Jessica Capshaw‘s Grey’s Anatomy castmates are feeling a sense of déjà vu with their costar.
“Everyone at work keeps going, ‘God, you’re pregnant again?'” the actress, who is expecting her third child in June, tells PEOPLE.
“Because I really was pregnant last year! It does seem a bit, like, ‘What? How are you pregnant again?’ Yet, here I am! I feel so lucky to be pregnant for a third time.”
Capshaw, 35, purposely put some distance between Luke Hudson, 4½, and Eve Augusta, 17 months. Eve and her new sibling (the actress and husband Christopher Gavigan are not finding out the sex of the baby) will be much closer in age, and Capshaw hopes that will give her two younger children a special bond.
“Luke will be very hard-pressed to remember a time before Eve, but if he really, really tried, he could,” Capshaw says. “Eve will never remember a time before this baby. I think there’s something so lovely about that.”
Capshaw has also been hearing from friends with three children that the third brings a special chaos to life at home — but the actress is doing all she can not to anticipate the worst.
“I don’t really think about what the challenges are going to be,” she says. “For me, it’s not about the challenges. I keep thinking about how lucky we are.

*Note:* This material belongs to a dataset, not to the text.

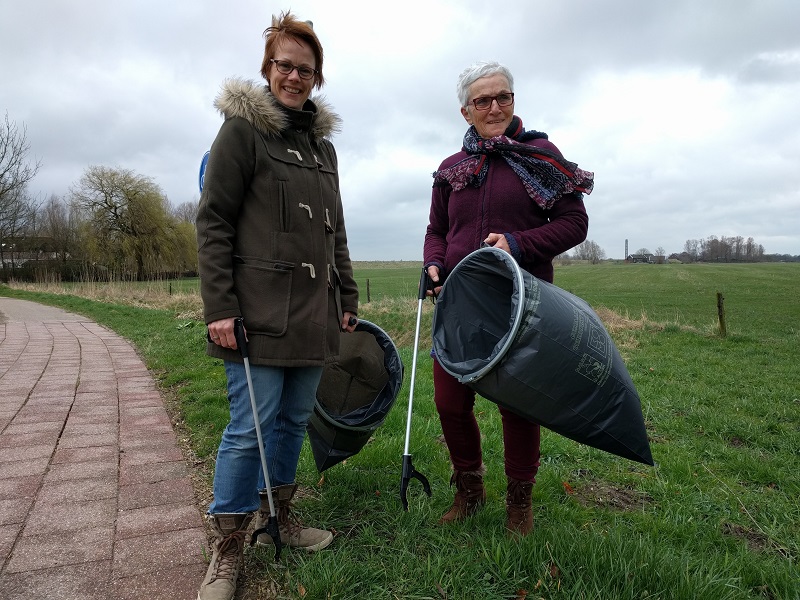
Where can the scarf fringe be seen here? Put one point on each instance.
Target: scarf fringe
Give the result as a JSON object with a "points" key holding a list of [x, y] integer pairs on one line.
{"points": [[546, 175]]}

For some reason, even with the third one, it really is never, ever lost on me that every single baby is a miracle.”
To protect her little miracles, Capshaw — along with Julianne Moore, Christina Applegate and Maya Rudolph — recently joined Moms Clean Air Force to call on legislators to protect a historic ruling that would limit toxic pollution from mercury and other damaging chemicals emitted by power plants.
After the Mercury and Air Toxics Standards ruling passed in February, opponents in the Senate began an appeal process to kill the ruling.
“It’s not only frustrating, it’s maddening,” Capshaw says. “It’s not okay for there to not be restrictions on the toxins that are released into the air that we breathe.”
“Water and air are pretty elemental to our lives,” she continues. “When either one is being compromised or contaminated or not being taken care of as the precious resource that it is, we have to collectively figure out who’s in control and who can do something to make sure that it is valued.”